The McNamara scheme, which apparently doesn't need a congressional appropriation this year to become operative, is an old idea, one already thrown out by Congress. The STEP program (Specialized Training and Enlistment Program), which Congress rejected last year, was to train and rehabilitate 15,000 substandard army volunteers at a special camp at Ft. Leonard Wood, Missouri. That plan was opposed, Senator Richard Russell (D., Ga.) said, because it smacked too much of "social and economic reform that should be handled by other agencies."

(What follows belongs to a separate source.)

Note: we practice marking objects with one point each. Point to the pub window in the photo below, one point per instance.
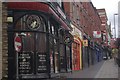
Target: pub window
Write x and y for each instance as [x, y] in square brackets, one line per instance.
[28, 38]
[31, 22]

Programs already exist outside of the Defense Department to help youths who flunk their physical and mental tests. The health referral program of the Department of Health, Education and Welfare tells medical rejects what's wrong with them, and sends them to a doctor. The National Committee on Children and Youth, an outgrowth of a 1960 White House Conference, is under contract to the Labor Department to provide job training to boys in the Baltimore-Washington area who tried without success to get into the service. Since 1964, NCCY has offered classes to volunteers who can't pass the army's enlistment screening test. About 85 percent of them learn enough to get into the service, into more advanced job training, or to return to school. The NCCY is now training employment service people from Rochester, Chicago, St. Louis, Los Angeles and San Antonio, so they can start their own programs. The Labor Department sends men to 50 preinduction centers on examination days to discuss various government programs with those who fail draft tests. In this way unemployed youths, many of them school dropouts, are channeled into such programs as the Job Corps.
Sargent Shriver, the Director of the Office of Economic Opportunity, is scared that the McNamara proposals will be seen as eliminating the need for the Job Corps. "Two years ago," he said, "the 'experts' scoffed when we said exactly what the Secretary of Defense says today. But now that such a distinguished leader of our military effort endorses our position so eloquently, I am sure that public opinion will change. In fact, I predict that all the conservatives, in and out of Congress, who have attacked Job Corps centers when managed by American industrial corporations, educational institutions, private foundations, and the government itself, will suddenly approve of a similar program run by the military authorities. These conservatives will also cry out that the Job Corps is no longer needed now, because the army can do a better job with the same youngsters." He went on to say that, in fact, overlaps in "clientele" for his Job Corps and McNamara's war corps would be few. McNamara will be getting the 1-Y's--young men who are marginally unfit and normally considered qualified for military service only in a declared war or national emergency. The Job Corps, on the other hand, gets the more hard core 4-F's, who will be untouched by McNamara's salvage.
The Job Corps, nevertheless, has served to prepare many young men for military service. Shriver says that 30 percent of all enrollees enter the military "even though the vast majority were totally ineligible before." And the Job Corps has the advantage that it is completely voluntary: "Those who join volunteer freely. They succeed because they want to succeed. Such motivation does not come with compulsory training."